I’m a horrible gift giver. I’ve mentioned before that I buy things I want to get, which is subconsciously greedy, I know. But if I manage to get things the receiver actually wants (usually through HEAVY hinting and suggestion), I always manage to destroy the act of surprise.

I drop too many cautionary suggestions (“You know those underwear you liked? I think you should just forget about buying them.”); or I ask too many questions (“That camera you looked at last week. Did it have a serial number you can remember off the top of your head?”); or in the case of home-made, hear felt gifts, I execute their creation waaay too early (“You may want to wear this now – it’s a scarf I made you!”); or I just leave the damn things lying around without trying to hide them (“What’s this Charlie’s Angels Season One doing here?”), all resulting in the most anti-climactic surprise for the recipient.

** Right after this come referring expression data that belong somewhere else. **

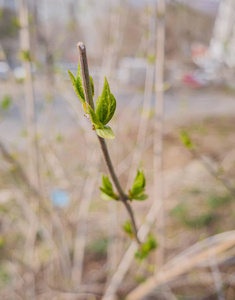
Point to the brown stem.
(89, 99)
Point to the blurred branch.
(186, 261)
(29, 94)
(159, 129)
(89, 100)
(20, 172)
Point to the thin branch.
(89, 99)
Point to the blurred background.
(171, 67)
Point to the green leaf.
(79, 84)
(78, 91)
(94, 119)
(106, 197)
(138, 188)
(139, 182)
(146, 248)
(105, 105)
(141, 197)
(92, 86)
(106, 132)
(6, 102)
(107, 183)
(128, 228)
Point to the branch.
(89, 99)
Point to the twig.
(89, 99)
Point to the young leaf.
(138, 188)
(105, 105)
(146, 248)
(94, 119)
(79, 83)
(185, 139)
(128, 228)
(77, 88)
(106, 132)
(141, 197)
(139, 182)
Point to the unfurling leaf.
(128, 229)
(138, 188)
(107, 189)
(105, 105)
(146, 248)
(106, 132)
(94, 119)
(77, 87)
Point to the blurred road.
(58, 116)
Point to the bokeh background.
(170, 65)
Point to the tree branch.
(89, 99)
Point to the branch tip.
(81, 46)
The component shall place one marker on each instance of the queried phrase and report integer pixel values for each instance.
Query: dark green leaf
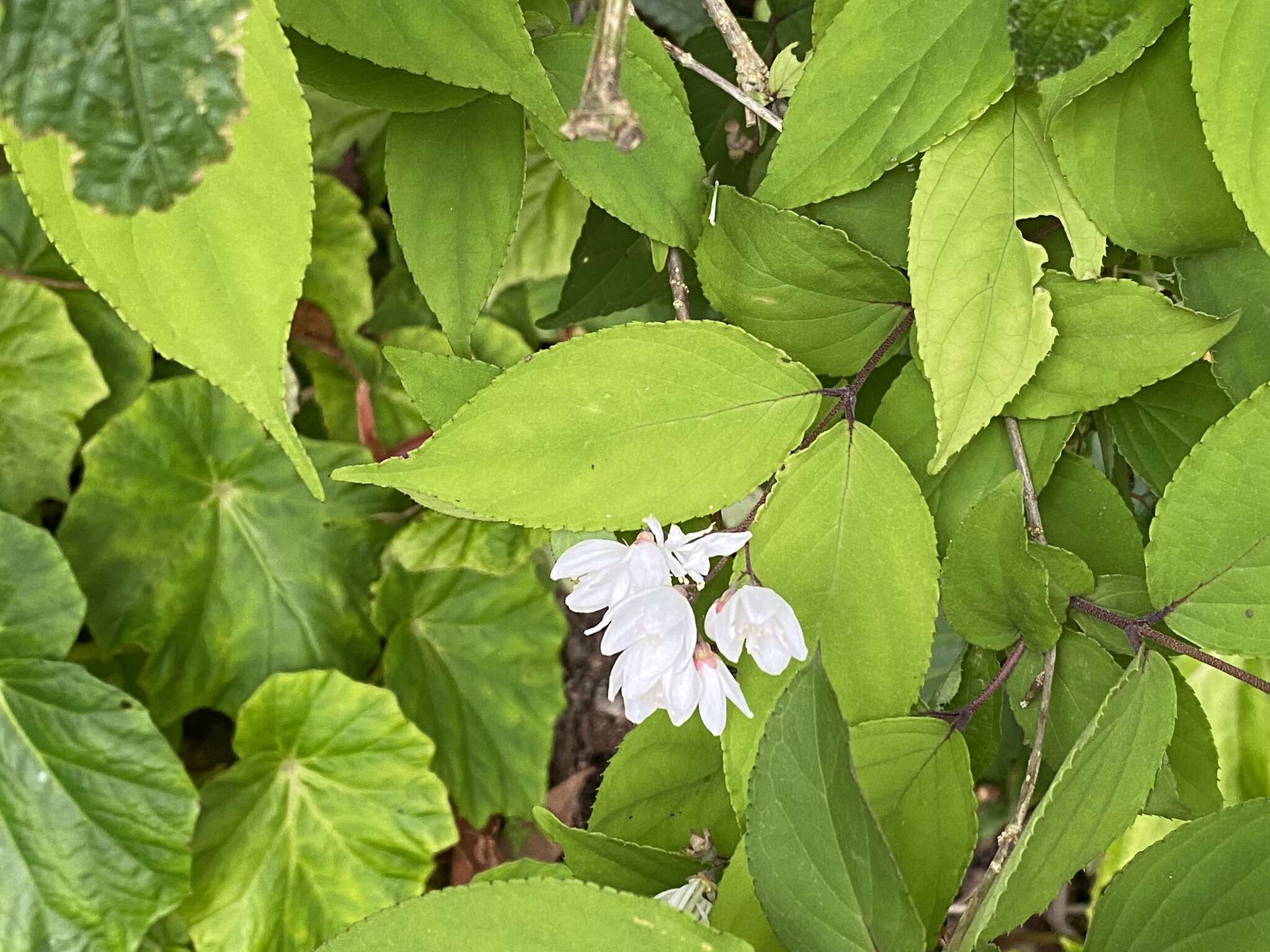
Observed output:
(664, 785)
(1050, 37)
(798, 284)
(329, 814)
(587, 460)
(993, 591)
(474, 662)
(263, 579)
(822, 868)
(456, 180)
(357, 81)
(1203, 886)
(97, 811)
(145, 93)
(915, 772)
(1226, 281)
(906, 419)
(607, 861)
(1083, 514)
(1157, 427)
(533, 915)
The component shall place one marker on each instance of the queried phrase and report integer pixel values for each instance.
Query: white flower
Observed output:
(654, 632)
(607, 571)
(762, 622)
(705, 684)
(691, 552)
(693, 897)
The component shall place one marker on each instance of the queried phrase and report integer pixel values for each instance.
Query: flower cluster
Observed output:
(648, 622)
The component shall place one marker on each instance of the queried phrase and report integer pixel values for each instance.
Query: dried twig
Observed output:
(690, 63)
(751, 69)
(602, 112)
(678, 286)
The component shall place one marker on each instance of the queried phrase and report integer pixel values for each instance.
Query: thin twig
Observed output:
(52, 283)
(690, 63)
(961, 718)
(1030, 509)
(751, 69)
(1015, 828)
(1139, 628)
(678, 286)
(849, 394)
(602, 112)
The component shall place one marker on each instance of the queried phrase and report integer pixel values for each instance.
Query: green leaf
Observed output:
(737, 910)
(982, 324)
(1117, 56)
(453, 41)
(588, 457)
(143, 94)
(1095, 795)
(357, 81)
(798, 284)
(265, 578)
(214, 281)
(438, 384)
(611, 271)
(338, 278)
(1228, 41)
(993, 591)
(915, 772)
(1238, 719)
(888, 81)
(97, 811)
(822, 868)
(664, 785)
(607, 861)
(906, 419)
(1052, 37)
(874, 218)
(1085, 514)
(523, 868)
(1114, 338)
(1207, 559)
(474, 662)
(41, 606)
(123, 357)
(655, 190)
(1219, 902)
(849, 542)
(456, 180)
(1133, 151)
(1226, 281)
(1156, 428)
(433, 541)
(48, 382)
(984, 733)
(1068, 575)
(534, 915)
(551, 219)
(1126, 594)
(329, 814)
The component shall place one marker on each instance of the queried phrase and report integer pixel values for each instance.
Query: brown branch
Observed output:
(690, 63)
(1015, 828)
(602, 113)
(961, 718)
(678, 286)
(751, 69)
(1139, 628)
(52, 283)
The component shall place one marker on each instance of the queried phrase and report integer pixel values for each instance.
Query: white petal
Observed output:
(591, 555)
(722, 628)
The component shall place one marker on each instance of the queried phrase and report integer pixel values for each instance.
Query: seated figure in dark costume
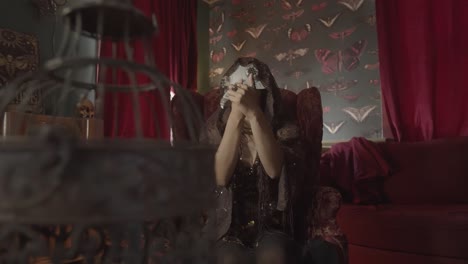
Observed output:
(259, 170)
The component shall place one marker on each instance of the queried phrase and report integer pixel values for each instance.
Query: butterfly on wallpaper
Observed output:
(12, 64)
(350, 97)
(211, 2)
(294, 15)
(215, 39)
(267, 45)
(370, 20)
(232, 34)
(342, 34)
(291, 55)
(352, 5)
(269, 3)
(216, 72)
(373, 52)
(241, 14)
(218, 56)
(372, 67)
(296, 74)
(298, 35)
(359, 114)
(329, 21)
(338, 86)
(319, 7)
(250, 55)
(238, 46)
(287, 5)
(347, 59)
(217, 24)
(377, 96)
(255, 32)
(333, 127)
(278, 29)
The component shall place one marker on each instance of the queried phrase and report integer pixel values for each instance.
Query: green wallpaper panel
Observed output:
(328, 44)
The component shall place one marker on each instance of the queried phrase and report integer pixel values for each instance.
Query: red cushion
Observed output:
(428, 172)
(365, 255)
(429, 230)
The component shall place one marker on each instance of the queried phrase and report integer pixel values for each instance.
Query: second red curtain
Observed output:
(423, 47)
(175, 49)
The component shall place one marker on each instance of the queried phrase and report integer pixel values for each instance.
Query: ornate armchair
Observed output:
(305, 109)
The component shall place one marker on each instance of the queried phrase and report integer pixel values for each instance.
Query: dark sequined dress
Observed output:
(246, 210)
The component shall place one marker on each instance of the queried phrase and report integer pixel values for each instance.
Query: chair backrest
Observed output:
(304, 108)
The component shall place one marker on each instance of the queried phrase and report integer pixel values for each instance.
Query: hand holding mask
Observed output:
(244, 98)
(243, 76)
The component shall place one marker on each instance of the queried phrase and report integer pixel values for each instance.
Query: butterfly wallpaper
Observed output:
(329, 44)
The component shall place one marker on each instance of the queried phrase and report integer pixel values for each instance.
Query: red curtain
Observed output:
(423, 47)
(175, 50)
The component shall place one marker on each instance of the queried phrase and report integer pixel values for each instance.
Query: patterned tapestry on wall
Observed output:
(329, 44)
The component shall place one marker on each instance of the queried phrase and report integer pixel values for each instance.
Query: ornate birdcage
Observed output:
(77, 197)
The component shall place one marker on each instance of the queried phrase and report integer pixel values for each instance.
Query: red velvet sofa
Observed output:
(422, 213)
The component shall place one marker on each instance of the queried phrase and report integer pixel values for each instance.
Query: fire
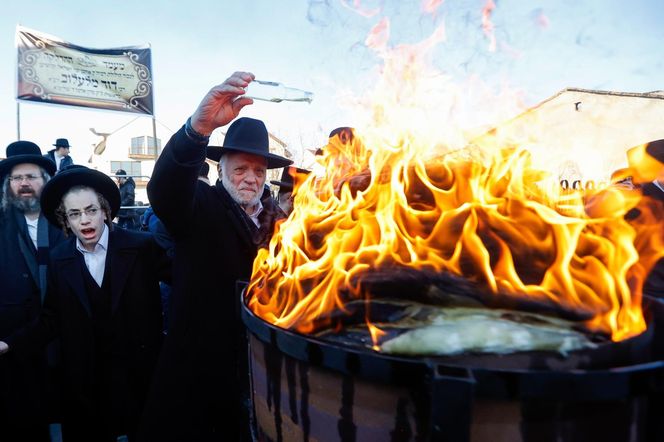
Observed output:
(404, 193)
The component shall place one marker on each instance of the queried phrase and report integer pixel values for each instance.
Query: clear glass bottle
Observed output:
(276, 92)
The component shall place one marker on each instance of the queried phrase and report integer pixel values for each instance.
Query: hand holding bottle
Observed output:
(221, 104)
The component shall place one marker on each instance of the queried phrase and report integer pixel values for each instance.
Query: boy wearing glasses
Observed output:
(25, 240)
(103, 301)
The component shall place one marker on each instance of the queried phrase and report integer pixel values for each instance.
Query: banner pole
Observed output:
(18, 120)
(154, 134)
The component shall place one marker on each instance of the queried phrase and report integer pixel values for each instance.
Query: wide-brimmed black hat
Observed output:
(62, 142)
(214, 153)
(20, 152)
(77, 175)
(249, 135)
(286, 181)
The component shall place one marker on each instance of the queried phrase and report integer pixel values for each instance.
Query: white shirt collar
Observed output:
(257, 211)
(103, 242)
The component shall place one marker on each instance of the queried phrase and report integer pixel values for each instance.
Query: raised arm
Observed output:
(173, 183)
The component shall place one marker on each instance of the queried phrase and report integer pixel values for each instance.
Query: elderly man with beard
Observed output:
(25, 240)
(197, 392)
(103, 303)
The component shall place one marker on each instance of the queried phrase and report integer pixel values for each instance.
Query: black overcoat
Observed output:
(22, 377)
(654, 284)
(136, 265)
(195, 381)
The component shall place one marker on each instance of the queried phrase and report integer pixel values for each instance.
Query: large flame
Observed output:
(402, 192)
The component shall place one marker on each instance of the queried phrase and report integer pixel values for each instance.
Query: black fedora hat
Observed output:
(76, 175)
(62, 142)
(248, 135)
(213, 153)
(20, 152)
(287, 175)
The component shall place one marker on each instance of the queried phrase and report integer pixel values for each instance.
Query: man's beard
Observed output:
(235, 194)
(24, 204)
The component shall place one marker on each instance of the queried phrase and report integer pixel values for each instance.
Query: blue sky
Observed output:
(542, 47)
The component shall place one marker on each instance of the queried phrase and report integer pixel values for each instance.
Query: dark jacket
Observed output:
(22, 377)
(654, 284)
(196, 379)
(127, 198)
(113, 391)
(66, 161)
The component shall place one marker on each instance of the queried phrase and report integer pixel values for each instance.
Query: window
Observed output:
(131, 167)
(154, 145)
(137, 146)
(145, 146)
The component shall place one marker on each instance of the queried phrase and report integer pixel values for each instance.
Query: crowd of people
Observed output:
(113, 332)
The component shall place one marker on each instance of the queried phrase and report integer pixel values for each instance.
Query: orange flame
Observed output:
(401, 193)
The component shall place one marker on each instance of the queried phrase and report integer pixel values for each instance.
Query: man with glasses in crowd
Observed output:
(25, 240)
(103, 302)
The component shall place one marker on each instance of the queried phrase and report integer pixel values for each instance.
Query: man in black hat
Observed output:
(25, 240)
(285, 195)
(217, 231)
(60, 155)
(103, 302)
(126, 217)
(649, 176)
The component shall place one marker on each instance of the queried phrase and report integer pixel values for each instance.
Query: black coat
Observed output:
(22, 377)
(654, 284)
(136, 264)
(196, 376)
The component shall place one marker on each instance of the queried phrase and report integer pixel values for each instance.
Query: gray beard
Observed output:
(232, 191)
(23, 205)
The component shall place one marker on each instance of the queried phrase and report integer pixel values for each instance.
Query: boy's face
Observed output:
(85, 216)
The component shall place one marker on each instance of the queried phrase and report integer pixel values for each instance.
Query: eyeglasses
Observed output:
(30, 177)
(75, 215)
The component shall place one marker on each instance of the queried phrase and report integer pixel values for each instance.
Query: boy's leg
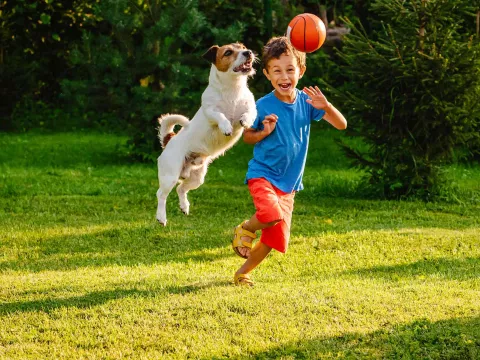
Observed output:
(258, 254)
(253, 225)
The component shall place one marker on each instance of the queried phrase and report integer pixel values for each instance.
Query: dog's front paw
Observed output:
(226, 128)
(246, 121)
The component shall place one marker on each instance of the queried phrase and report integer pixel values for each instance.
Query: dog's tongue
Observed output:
(246, 66)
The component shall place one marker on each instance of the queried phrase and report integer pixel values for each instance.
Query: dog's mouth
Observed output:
(245, 67)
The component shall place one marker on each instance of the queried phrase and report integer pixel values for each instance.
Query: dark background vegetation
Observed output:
(406, 76)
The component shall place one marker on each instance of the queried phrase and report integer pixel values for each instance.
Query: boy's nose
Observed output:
(247, 54)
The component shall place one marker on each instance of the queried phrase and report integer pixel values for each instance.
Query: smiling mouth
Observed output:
(245, 67)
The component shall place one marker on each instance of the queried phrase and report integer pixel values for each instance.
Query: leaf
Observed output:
(45, 19)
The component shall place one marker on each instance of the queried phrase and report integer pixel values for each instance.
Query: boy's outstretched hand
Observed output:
(317, 99)
(320, 102)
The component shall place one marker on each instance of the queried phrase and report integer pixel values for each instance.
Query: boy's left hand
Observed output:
(317, 99)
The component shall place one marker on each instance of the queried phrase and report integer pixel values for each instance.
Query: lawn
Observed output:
(87, 273)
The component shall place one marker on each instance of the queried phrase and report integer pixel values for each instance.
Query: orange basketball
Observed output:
(306, 32)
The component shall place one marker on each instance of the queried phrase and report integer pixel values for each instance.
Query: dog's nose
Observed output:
(247, 54)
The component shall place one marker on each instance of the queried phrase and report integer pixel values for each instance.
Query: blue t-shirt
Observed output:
(281, 156)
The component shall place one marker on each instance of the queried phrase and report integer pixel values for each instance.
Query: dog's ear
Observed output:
(211, 54)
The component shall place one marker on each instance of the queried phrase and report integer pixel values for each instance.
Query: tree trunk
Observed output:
(478, 23)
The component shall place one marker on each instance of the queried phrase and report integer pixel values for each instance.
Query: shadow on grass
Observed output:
(123, 245)
(421, 339)
(101, 297)
(446, 268)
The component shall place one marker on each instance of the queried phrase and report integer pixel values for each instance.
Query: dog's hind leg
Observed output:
(197, 177)
(166, 185)
(168, 177)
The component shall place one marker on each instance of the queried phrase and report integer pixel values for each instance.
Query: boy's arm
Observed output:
(335, 117)
(252, 136)
(320, 102)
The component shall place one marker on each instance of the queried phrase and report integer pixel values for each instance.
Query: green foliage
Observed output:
(413, 96)
(35, 40)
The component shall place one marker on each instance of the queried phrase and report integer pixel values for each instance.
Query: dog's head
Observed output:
(234, 58)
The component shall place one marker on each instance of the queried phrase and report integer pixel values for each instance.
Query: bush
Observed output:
(413, 93)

So when I finished wrapping the gifts last night for someone’s impending birthday, this someone systematically picked them up and one by one and identified nearly each gift:

(Fondle) “That book I wanted.”
(Shake) “Socks. Probably green.”
(Lift, bend) “That t-shirt I said I liked.”
(Hold, weigh) “Not sure.”
(Hold, poke) “Not sure.”
(Passing to side) “Charlie’s Angels.”
(Passing to side) “Charlie’s Angels.”
(Lift, bend) “Padded CD case?”

Damn it!

My own fault, really. I can’t go up against the master. He had my iPhone sitting beside my bed (hardly hidden) for at least 3 weeks before my birthday with not one mention or hint to me about it. Subsequently I was blindsided, twice (he got me a decoy gift which he also didn’t let on, but gave to me early – the Wii). Cool as a cucumber, he sat on these gifts for a long time without hint of their impending coolness.

Me? I think in terms of the happiness. I’m bursting to see the payoff, but I get disappointed when the recipient makes the all too easy connection: “Want to see what I got you? No? Darn! It’s really cool! It makes toast and is toaster-like! What? No. It’s not a toaster! Fttt!”